Vol. 53, No. 8
An HR professional strives to leave his mark on a tech giant’s workforce strategy.
For Hallstein Moerk, shaping human resource strategy for Nokia, a world leader in the converging Internet and communications industries, constitutes an HR professional’s dream job.
As executive vice president, human resources, for Nokia -- maker of a wide range of mobile devices, services and software -- Moerk has global responsibility for all human resource activity for the company’s 100,000 employees, including compensation, benefits, employee development, management and leadership development, staffing, and global diversity.
Since 2004, Moerk also has served on Nokia’s Group Executive Board, which is responsible for managing the company’s operations from its headquarters in White Plains, N.Y. The company’s revenues were $79 billion in 2007.
What Moerk says he loves about HR: the powerful impact it has on business results.
“If you look at corporate management, vision, leadership, credibility [and] culture and you ask, ‘Where can I contribute on that list?’ for HR the answer is ‘All over the place,’ ” he says.
“If we do the right things in HR, all stakeholders will be happy -- employees, managers, customers, shareholders, suppliers, vendors, community members, government. I’m a fundamental believer that business can make a contribution to making this world a better place. Nokia is a great place to do that.”
Moerk joined Nokia in 1999 as senior vice president for human resources, focusing on HR policies, processes and systems as well as HR development. He joined the company after a 22-year career at Hewlett-Packard, where he served in various line management and HR positions in Switzerland, Denmark and Norway, including as managing director for the European Multicountry Region; director of human resources for Europe, Middle East and Africa; general manager; and personnel manager for the European Multicountry Region. Prior to his work at Hewlett-Packard, Moerk held positions at Texas Instruments in Denmark and Norway.
As a college student, Moerk was studying finance and accounting at the Norwegian School of Management when he happened to read Edgar H. Schein’s Organizational Psychology (Prentice Hall, 1979). “I had never thought of HR at all, but I found that book so fascinating. It made me say, ‘Hey, maybe I should look into HR.’ ”

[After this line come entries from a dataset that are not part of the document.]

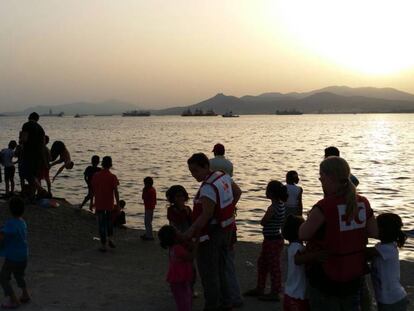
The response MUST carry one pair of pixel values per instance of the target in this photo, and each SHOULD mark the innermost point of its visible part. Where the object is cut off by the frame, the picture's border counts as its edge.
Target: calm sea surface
(378, 147)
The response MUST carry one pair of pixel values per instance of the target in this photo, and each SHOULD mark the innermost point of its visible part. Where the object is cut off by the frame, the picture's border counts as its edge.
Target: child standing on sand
(9, 169)
(149, 196)
(105, 188)
(295, 286)
(294, 202)
(87, 175)
(59, 150)
(269, 259)
(178, 213)
(14, 237)
(389, 293)
(118, 214)
(180, 269)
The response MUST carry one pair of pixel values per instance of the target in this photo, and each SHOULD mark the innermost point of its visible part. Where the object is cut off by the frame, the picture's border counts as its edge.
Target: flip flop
(9, 305)
(25, 300)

During the past 20 years, he has seen tremendous growth in the demands on the HR profession.
Human resource professionals “have been asked to do more things and take on additional responsibilities, including leadership development, recruitment, retention, motivation and employee satisfaction. But at the same time, we have a newer context for what we do. We need to be excellent in the traditional things as well.”
Moerk says his experience in several areas of business -- such as finance, marketing and sales -- helped prepare him to take on his current role. “Understanding the business and the numbers gives you a lot of credibility. These things may not have been important years ago, but these days they are critical skills.”
Still, many fundamentals of human resource management remain, he insists.
“The way that employees want to be motivated and engaged hasn’t changed,” says Moerk. “People want to do a good job, if given the opportunity.”
Unlike some HR leaders who describe themselves as “business partners,” Moerk rejects the term as an inaccurate characterization.
“I don’t want to be a business partner,” he says. “I’m part of the business. Business partner sounds like you’re outside the business. As an HR leader, you need to be thoroughly immersed in understanding the business goals, particularly on the strategic side.”
Moerk says one of his most rewarding assignments at Nokia has been leading an initiative designed to engage employees in deep conversations about the company’s values. “Last year, we held a series of meetings to analyze how we were keeping our values alive, because, although the company had good values, they had become kind of boring.”
The initiative involved more than 2,500 employees -- representing a cross section of the 120-country organization -- in a series of café-style workshops held globally. Through structured workshops, group members focused on analyzing the values and drawing themes from success stories.
In the end, employees summed up the company’s values with the following phrases:
Engage you. “We want to engage everyone we come in contact with, from customers to suppliers. Really, everybody in our ecosystem,” says Moerk.
Achieving together. “Which reflects our achievement-oriented culture and the fact that we value team spirit and collaboration.”
Passion for innovation. “Because our people are committed to coming up with new ideas and new solutions. It’s part of who we are.”
Very human. “Because we want to be a human company in the way we operate and in the way we approach our business,” he concludes. “We want to create human technology.”
The author is managing editor of HR Magazine.